そこで、彼がはっとしたように顔を上げたことを、よく覚えている。
自分が口にした言葉が、まるで何者かから与えられた天啓でもあるかのようだった。

そこから私たち二人はそれなりに親しくなった。
その後、彼の身に何が起こったのか、ありていに言えば、「陰キャのくせに女子と楽しそうにしててムカつく」と思った男子が彼に何をしたのか、私はよく知っている。

あのときも、今も、私は何をどうしたらいいのか、わからないままだ。
だから、ときどきふと頭をよぎる。脳内の私が、「いっそ」と口にする。「いっそ、何?」と、これまた脳内の藤倉くんが、いつもの調子で聞き返してくる。


彼からの返信をちゃんと見ることができたのは、翌日の朝、日曜日らしく大ざっぱな朝に分類される時間だった。

「ごめん」の続きを見る勇気が出たのは、昔の彼のことを思い出したからかもしれない。藤倉くんが、去年から変わっていなかったらいいのになあ、と目を細めてメッセージアプリを立ち上げた。今の私には、今年の彼と会話をする方法がわからない。たぶん、去年の彼による通訳が必要だ。

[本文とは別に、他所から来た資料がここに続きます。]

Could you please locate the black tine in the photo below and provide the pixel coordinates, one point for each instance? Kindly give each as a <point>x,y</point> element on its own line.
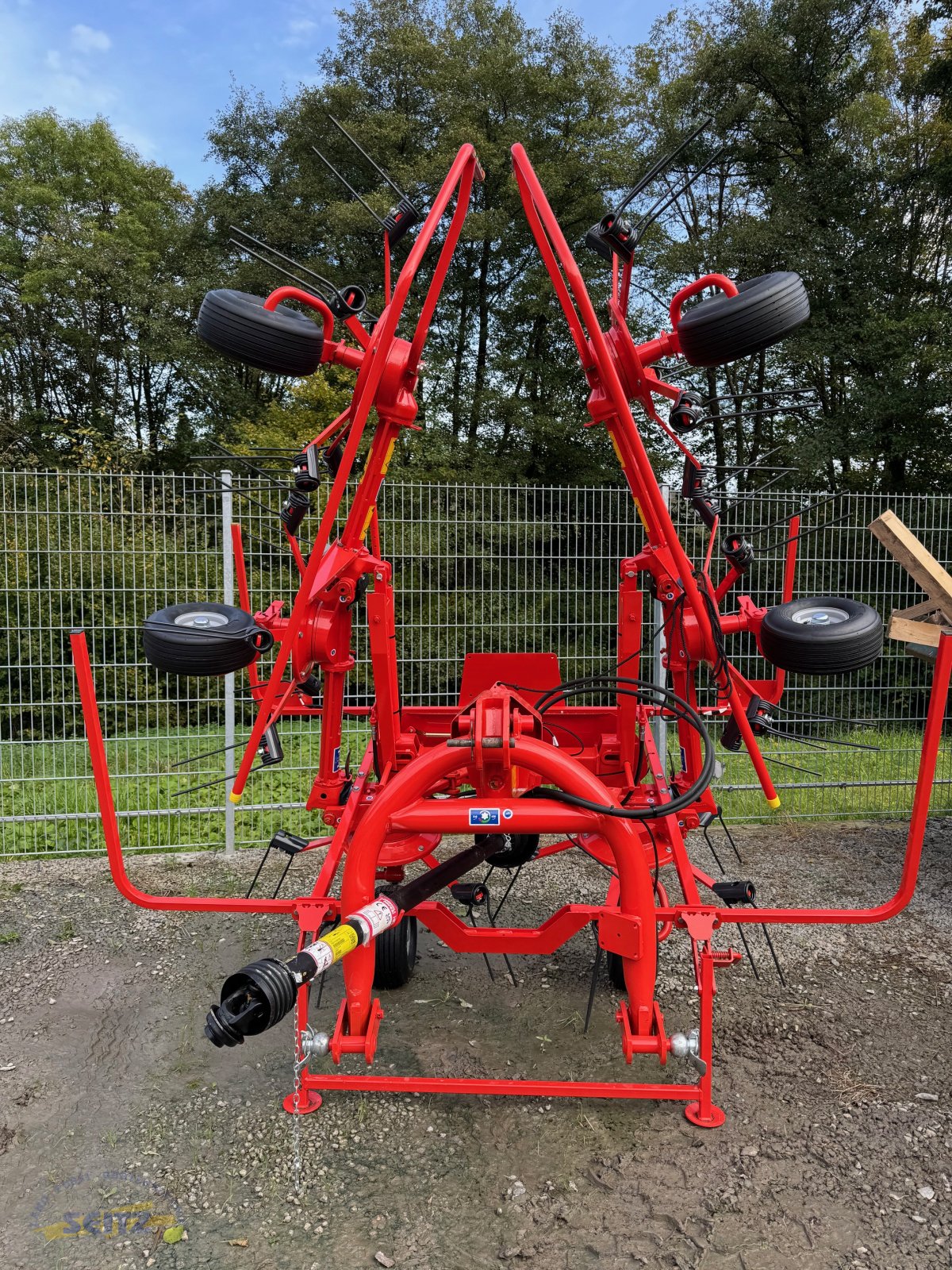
<point>505,956</point>
<point>793,768</point>
<point>311,290</point>
<point>260,865</point>
<point>209,753</point>
<point>711,848</point>
<point>289,260</point>
<point>247,461</point>
<point>486,958</point>
<point>805,533</point>
<point>371,162</point>
<point>730,836</point>
<point>349,187</point>
<point>747,948</point>
<point>666,201</point>
<point>505,895</point>
<point>281,880</point>
<point>594,982</point>
<point>662,164</point>
<point>774,952</point>
<point>219,780</point>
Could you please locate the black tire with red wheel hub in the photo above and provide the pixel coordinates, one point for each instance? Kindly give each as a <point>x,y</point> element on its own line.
<point>395,952</point>
<point>822,635</point>
<point>724,328</point>
<point>283,341</point>
<point>203,638</point>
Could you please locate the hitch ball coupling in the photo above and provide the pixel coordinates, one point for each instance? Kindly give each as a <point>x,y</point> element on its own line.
<point>689,1047</point>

しかし、「ごめん」のあとに続いた言葉は、私の予想も期待も裏切った。

『その、映画? って、何?』
『えいがって読むの?』

は?

疑問符は音にならなかった。
それをかき消す爆音が外から響いて、そちら用の新しい「は?」を生産したからだ。

自室の窓を開けて、外を見回す。同じようにしている近所の人が何人かいて、私は彼らの視線の先を必死に探った。
程なくして、音の元凶が家の向かい側にあるアパートかららしい、ということがわかった。

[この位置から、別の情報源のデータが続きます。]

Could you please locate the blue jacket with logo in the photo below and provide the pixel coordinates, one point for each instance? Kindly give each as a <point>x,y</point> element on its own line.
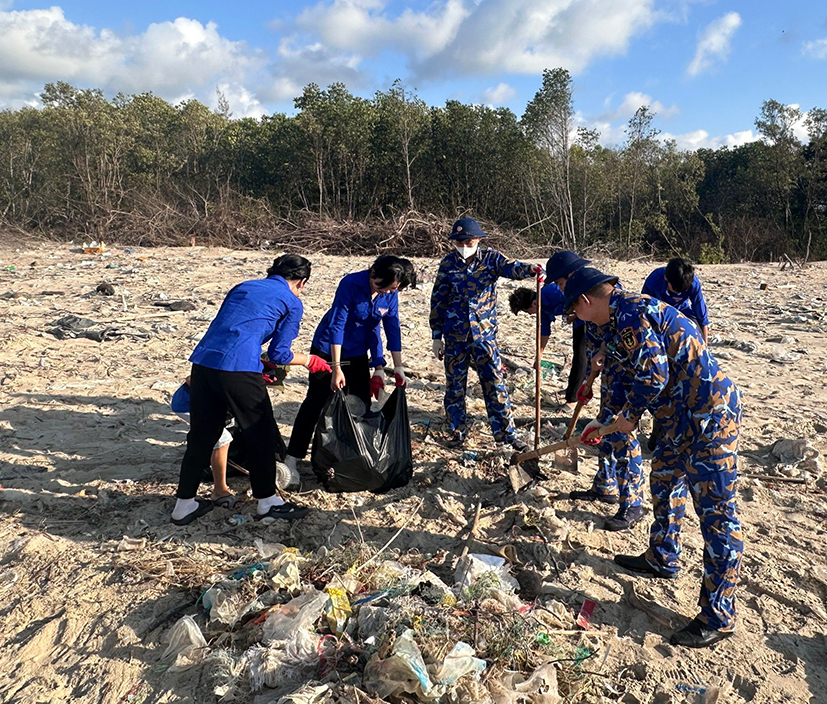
<point>254,312</point>
<point>353,320</point>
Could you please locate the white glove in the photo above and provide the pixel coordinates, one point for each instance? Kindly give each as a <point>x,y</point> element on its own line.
<point>399,376</point>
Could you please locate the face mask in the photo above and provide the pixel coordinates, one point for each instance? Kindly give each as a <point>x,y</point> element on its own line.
<point>466,252</point>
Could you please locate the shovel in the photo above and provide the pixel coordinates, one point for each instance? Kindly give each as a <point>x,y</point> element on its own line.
<point>517,458</point>
<point>574,455</point>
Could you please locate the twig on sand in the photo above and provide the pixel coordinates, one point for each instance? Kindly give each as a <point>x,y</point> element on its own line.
<point>393,537</point>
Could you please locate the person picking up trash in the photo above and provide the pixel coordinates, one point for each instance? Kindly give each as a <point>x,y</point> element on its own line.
<point>673,375</point>
<point>226,376</point>
<point>464,329</point>
<point>345,336</point>
<point>678,285</point>
<point>559,267</point>
<point>524,300</point>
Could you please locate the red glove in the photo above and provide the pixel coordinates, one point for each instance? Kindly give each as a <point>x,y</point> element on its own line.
<point>377,383</point>
<point>538,271</point>
<point>317,364</point>
<point>589,437</point>
<point>584,395</point>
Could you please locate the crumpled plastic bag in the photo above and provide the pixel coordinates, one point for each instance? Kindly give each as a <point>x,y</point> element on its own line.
<point>187,645</point>
<point>299,613</point>
<point>284,571</point>
<point>789,451</point>
<point>460,661</point>
<point>554,614</point>
<point>308,694</point>
<point>473,566</point>
<point>286,661</point>
<point>404,672</point>
<point>540,688</point>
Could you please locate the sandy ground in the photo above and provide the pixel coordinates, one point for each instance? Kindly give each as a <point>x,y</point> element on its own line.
<point>92,574</point>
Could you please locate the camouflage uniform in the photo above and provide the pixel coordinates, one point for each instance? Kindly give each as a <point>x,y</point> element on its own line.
<point>464,315</point>
<point>671,373</point>
<point>620,461</point>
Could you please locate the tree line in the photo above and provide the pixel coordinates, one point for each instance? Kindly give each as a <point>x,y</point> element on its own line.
<point>391,171</point>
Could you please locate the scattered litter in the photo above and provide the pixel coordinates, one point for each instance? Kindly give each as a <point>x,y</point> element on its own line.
<point>585,615</point>
<point>186,646</point>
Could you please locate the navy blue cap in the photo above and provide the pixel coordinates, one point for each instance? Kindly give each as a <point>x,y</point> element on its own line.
<point>466,229</point>
<point>582,281</point>
<point>562,264</point>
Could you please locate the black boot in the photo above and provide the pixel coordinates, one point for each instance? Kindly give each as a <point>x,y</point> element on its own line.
<point>625,518</point>
<point>592,495</point>
<point>697,635</point>
<point>639,564</point>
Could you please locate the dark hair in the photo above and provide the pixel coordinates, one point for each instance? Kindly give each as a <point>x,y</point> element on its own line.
<point>521,300</point>
<point>292,267</point>
<point>680,273</point>
<point>389,269</point>
<point>410,274</point>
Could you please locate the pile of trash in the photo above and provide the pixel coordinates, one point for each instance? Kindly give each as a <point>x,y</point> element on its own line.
<point>347,626</point>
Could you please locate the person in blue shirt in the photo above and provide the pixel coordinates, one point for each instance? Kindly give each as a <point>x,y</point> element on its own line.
<point>349,337</point>
<point>679,286</point>
<point>464,329</point>
<point>226,376</point>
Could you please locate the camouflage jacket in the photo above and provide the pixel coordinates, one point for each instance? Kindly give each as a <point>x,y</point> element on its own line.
<point>464,298</point>
<point>668,368</point>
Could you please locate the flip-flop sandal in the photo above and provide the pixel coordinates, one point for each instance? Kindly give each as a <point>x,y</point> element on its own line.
<point>283,512</point>
<point>228,501</point>
<point>204,506</point>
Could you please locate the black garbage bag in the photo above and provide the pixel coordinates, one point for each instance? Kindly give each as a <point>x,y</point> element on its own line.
<point>359,450</point>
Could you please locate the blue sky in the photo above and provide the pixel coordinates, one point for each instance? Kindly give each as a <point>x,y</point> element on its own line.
<point>704,66</point>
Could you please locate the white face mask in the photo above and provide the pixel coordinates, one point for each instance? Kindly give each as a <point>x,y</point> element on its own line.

いろんな色が耳に届く中で、ふと、違和感のある声が響いた。聞きなれた声であるような、暗闇の中で遭遇した不審者でもあるような、そんな。

「……あれ?」

思わず手元のスマホを見る。

「なんで私、藤倉くんと、」

藤倉くんは、もと同じクラスで、上のきょうだいがいる同士で、名前に似たようなコンプレックスがあって。それから、それから?

──願い、聞き届けたり。

頭の中で、誰でもない声がした。